Here’s a detailed recipe for Authentic Maftoul with Chicken, a conventional Palestinian couscous dish. Maftoul is hand-rolled cracked wheat, large than traditional couscous, giving a chewy, nutty texture that pairs superbly with bird and greens.

 

Ingredients (Serves four–6)

For the Chicken Stew:

1 entire hen, reduce into portions (or 4–6 bone-in thighs)
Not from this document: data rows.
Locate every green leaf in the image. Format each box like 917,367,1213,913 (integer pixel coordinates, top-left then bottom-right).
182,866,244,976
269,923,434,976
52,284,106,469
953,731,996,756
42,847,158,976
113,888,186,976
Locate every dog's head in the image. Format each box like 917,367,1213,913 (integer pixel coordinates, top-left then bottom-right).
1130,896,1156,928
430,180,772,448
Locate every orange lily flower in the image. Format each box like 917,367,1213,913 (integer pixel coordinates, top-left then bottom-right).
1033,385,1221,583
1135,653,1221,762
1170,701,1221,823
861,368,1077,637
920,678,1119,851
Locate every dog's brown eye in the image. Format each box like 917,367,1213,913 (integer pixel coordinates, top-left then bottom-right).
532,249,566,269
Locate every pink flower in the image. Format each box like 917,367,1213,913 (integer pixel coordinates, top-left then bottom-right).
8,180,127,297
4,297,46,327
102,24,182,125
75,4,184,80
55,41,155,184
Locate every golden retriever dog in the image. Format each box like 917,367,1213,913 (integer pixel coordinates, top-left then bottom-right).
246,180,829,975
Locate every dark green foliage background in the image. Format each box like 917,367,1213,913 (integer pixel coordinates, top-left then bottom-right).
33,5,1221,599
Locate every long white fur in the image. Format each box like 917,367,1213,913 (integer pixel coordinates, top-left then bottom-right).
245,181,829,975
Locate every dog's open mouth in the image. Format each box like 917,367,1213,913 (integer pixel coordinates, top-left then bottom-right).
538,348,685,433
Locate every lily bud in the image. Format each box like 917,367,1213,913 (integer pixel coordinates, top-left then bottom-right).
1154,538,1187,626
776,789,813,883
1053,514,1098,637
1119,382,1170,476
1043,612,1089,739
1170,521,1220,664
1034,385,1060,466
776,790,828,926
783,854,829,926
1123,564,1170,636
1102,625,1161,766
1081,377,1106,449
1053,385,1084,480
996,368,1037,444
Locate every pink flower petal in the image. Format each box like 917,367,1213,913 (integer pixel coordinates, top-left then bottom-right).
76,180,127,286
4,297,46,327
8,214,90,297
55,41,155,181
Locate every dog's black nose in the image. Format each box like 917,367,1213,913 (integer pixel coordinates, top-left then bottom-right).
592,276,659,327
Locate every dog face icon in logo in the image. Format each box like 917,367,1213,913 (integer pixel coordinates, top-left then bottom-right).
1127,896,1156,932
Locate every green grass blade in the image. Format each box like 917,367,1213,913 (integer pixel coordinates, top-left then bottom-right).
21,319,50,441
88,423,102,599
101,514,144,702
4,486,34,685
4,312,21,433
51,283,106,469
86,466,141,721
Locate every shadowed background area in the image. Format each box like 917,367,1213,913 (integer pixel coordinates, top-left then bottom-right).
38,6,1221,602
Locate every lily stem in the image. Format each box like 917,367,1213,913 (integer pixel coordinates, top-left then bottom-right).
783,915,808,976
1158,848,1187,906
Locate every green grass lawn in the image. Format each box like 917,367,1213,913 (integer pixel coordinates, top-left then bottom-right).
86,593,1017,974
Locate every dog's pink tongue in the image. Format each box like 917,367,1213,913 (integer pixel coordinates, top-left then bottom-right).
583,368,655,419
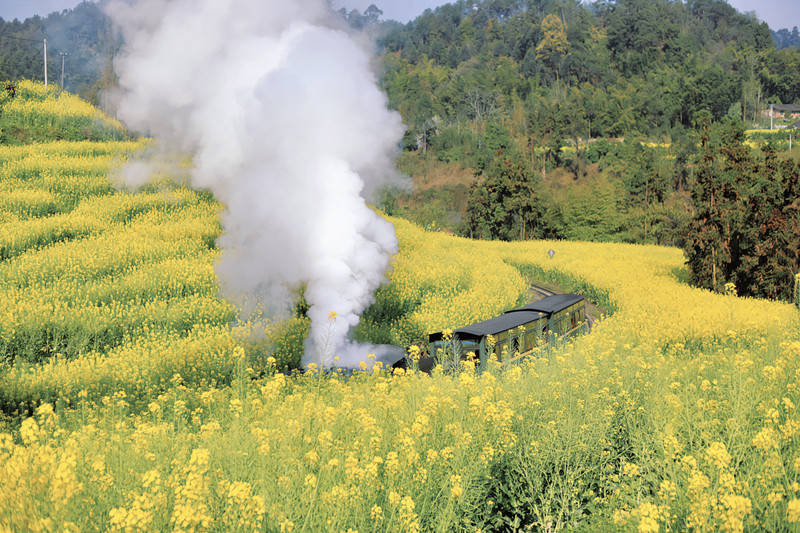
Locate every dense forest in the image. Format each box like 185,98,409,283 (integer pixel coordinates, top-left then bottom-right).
772,26,800,49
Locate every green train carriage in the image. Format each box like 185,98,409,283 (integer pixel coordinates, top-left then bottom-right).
393,294,586,372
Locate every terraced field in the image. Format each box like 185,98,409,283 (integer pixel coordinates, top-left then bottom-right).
0,86,800,532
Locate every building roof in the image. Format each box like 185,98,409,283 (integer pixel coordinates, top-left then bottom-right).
507,294,583,315
428,310,547,342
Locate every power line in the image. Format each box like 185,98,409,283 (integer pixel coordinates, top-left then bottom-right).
0,35,42,43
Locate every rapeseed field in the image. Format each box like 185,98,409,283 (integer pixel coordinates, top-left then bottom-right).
0,83,800,532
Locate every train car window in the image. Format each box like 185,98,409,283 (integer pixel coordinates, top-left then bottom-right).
461,341,481,358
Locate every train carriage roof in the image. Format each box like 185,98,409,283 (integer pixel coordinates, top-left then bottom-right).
428,310,547,342
507,294,583,315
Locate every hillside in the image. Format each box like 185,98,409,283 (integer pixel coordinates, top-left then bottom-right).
0,80,127,145
0,91,800,532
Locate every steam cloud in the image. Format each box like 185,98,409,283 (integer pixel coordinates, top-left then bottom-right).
108,0,403,366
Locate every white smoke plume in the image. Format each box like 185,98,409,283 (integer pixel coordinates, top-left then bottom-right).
108,0,403,366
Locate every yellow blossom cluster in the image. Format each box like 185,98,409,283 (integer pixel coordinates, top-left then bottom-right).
0,94,800,533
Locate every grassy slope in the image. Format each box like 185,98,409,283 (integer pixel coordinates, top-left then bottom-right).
0,86,800,531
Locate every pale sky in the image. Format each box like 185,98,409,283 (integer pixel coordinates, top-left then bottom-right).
0,0,800,30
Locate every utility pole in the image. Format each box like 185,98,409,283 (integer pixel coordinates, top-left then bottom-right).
61,52,67,91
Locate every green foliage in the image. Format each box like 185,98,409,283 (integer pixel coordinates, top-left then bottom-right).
0,81,127,144
462,150,548,240
0,2,121,103
794,272,800,308
685,116,800,300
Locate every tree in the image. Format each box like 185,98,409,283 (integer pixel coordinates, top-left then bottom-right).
536,13,569,81
685,114,800,300
462,150,547,241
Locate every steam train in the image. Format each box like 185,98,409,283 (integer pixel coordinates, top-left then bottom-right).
392,294,587,372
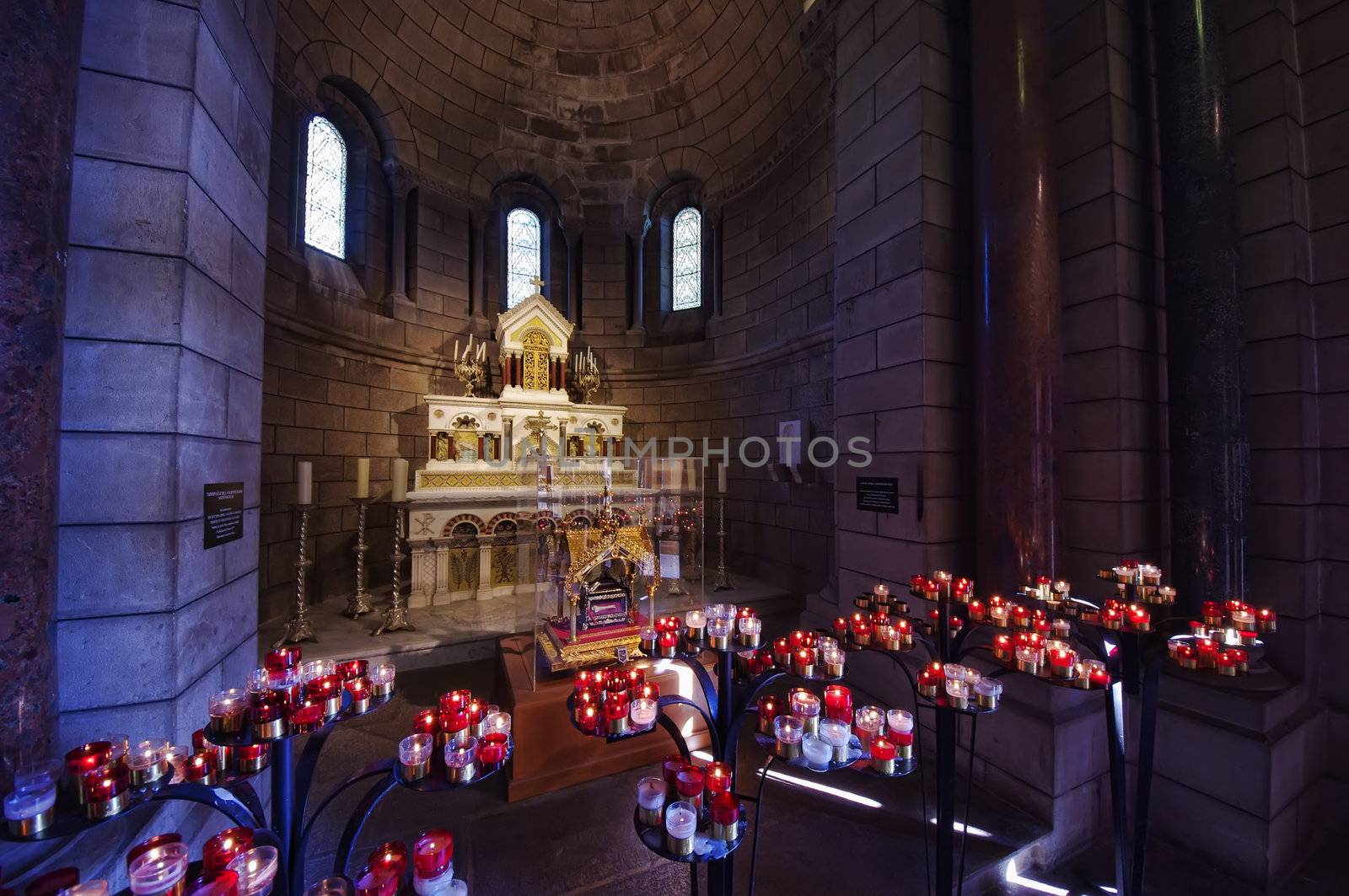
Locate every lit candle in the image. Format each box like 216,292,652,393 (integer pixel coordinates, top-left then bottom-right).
708,791,740,844
791,688,820,734
852,706,885,753
413,827,454,896
445,737,477,784
637,777,665,827
707,618,731,651
674,764,706,810
773,715,805,759
229,846,278,896
207,688,248,734
627,698,659,728
825,684,852,722
665,798,696,856
737,617,764,647
758,695,782,734
803,719,852,763
398,734,436,781
126,842,189,896
870,739,895,775
356,458,369,498
369,663,398,698
201,827,254,876
477,732,510,766
295,460,314,505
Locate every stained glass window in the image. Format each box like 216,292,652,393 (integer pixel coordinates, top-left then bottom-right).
672,208,703,312
305,115,347,258
506,208,544,308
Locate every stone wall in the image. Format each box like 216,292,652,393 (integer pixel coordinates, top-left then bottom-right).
56,0,275,743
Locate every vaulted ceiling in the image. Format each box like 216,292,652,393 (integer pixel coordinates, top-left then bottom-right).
278,0,827,217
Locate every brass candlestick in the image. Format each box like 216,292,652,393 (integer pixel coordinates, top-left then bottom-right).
347,498,374,620
371,501,417,634
271,503,319,647
712,498,735,591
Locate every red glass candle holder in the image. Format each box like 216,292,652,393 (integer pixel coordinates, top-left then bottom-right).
201,827,254,877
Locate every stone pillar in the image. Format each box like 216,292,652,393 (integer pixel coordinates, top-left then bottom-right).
0,0,83,791
1156,0,1250,607
970,0,1061,591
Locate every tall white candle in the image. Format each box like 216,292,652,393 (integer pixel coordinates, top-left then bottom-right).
295,460,314,503
356,458,369,498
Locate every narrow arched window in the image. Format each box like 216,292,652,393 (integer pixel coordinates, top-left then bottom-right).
305,115,347,258
506,208,544,308
670,207,703,312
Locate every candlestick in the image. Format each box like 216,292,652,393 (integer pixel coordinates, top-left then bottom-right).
665,800,697,856
272,504,319,647
347,496,374,620
371,499,417,634
712,493,735,591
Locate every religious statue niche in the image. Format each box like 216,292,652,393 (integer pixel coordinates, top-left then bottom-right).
540,486,661,672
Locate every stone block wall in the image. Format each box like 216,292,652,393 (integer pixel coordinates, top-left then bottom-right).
56,0,275,743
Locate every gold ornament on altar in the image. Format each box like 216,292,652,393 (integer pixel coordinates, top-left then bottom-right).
454,333,487,398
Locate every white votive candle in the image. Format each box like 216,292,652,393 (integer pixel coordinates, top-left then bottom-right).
801,734,834,766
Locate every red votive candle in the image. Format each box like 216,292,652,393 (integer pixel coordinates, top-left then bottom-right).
182,750,218,784
477,732,508,765
261,647,299,679
248,689,290,739
337,660,369,681
758,695,782,734
201,827,254,877
126,831,182,869
413,827,454,881
703,763,731,797
366,840,407,878
674,764,704,810
825,684,852,723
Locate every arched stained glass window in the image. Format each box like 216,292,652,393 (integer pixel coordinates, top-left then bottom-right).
506,208,544,308
672,207,703,312
305,115,347,258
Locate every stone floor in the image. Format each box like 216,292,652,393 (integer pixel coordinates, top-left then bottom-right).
298,661,1044,896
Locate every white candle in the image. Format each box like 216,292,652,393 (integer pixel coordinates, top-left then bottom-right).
665,802,697,840
295,460,314,503
356,458,369,498
801,734,834,765
390,458,407,503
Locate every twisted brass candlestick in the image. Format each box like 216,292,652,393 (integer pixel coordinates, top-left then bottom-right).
347,498,374,620
271,503,319,647
712,498,735,591
454,355,487,398
371,501,417,634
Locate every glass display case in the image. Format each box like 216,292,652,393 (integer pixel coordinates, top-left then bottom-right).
531,458,704,688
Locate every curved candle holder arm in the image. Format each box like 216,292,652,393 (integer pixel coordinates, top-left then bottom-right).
679,653,720,727
656,695,722,756
333,772,398,877
146,781,265,827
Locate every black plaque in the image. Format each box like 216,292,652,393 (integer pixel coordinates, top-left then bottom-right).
857,476,900,512
201,482,245,548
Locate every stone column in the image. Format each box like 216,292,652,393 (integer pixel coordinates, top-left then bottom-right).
0,0,83,791
1156,0,1250,607
970,0,1061,590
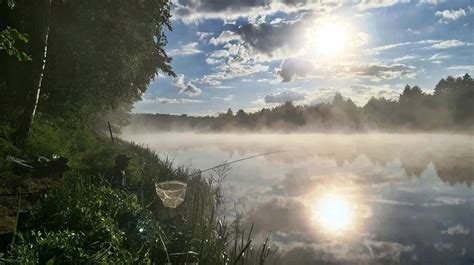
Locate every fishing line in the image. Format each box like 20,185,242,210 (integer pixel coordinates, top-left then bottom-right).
0,150,290,197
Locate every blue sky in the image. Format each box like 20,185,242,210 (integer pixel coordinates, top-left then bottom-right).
133,0,474,115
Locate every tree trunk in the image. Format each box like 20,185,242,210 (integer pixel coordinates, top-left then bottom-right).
13,0,51,146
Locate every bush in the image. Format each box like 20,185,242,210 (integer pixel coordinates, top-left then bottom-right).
3,184,165,264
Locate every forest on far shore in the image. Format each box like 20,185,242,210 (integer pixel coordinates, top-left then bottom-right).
130,73,474,131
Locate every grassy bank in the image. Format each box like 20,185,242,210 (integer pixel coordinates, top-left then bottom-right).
0,117,274,264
2 massive onions, finely chopped

3 cloves garlic, minced

2 medium tomatoes, chopped

1 large carrot, chopped

1 zucchini, chopped (optional)

1 red bell pepper, chopped

1 tsp floor allspice

1 tsp floor cinnamon

1 tsp turmeric

½ tsp ground black pepper

1 tsp salt (modify to flavor)

2 tbsp olive oil or ghee

four cups water or chicken broth

For the Maftoul (Palestinian Couscous):

2 cups maftoul (shop-offered or selfmade rolled wheat)

2 tbsp olive oil or ghee

½ tsp salt

2–3 cups water (or enough to steam the maftoul)

Instructions

1. Prepare the Chicken Stew

Heat olive oil or ghee in a large pot over medium warmness.

Add the chopped onions and garlic, sauté until smooth and golden.

Stir within the spices: allspice, cinnamon, turmeric, salt, and pepper.

 Add chopped tomatoes, carrots, zucchini, and bell pepper. Mix properly.

Pour in water or bird broth to cowl the chook. Bring to a boil, then reduce warmness and simmer for forty–50 mins, till the chook is tender.

Adjust seasoning and put off chicken, keeping it warm. Keep the broth for cooking the maftoul.

2. Cook the Maftoul

Place maftoul in a massive bowl. Pour boiling water or broth (from the hen stew) over it till slightly covered.

Drizzle with olive oil or ghee and add salt.

Let it soak for 10–15 mins, then drain extra liquid if wished.

Steam the maftoul over a pot of simmering water (the usage of a steamer basket or a colander covered with a lid) for 15–20 mins, fluffing occasionally.

Repeat steaming 2–3 times until the maftoul is smooth and fluffy. Traditionally, maftoul is steamed twice for perfect texture.

Three. Serve

Arrange the maftoul on a massive serving platter.

Place chicken pieces on pinnacle.

Pour a number of the flavorful stew over the maftoul and garnish with clean parsley or cilantro.

Serve hot with greater broth at the aspect.

Tips for Authenticity

Maftoul texture: It ought to be light and slightly chewy, not gentle. Steaming more than one times is key.

Spices: Stick to simple, warm spices like cinnamon and allspice; they give the dish its signature aroma.

Optional additions: Chickpeas may be introduced to the stew for additonal heartiness.

Serving: Traditionally served own family-style in one huge platter for sharing.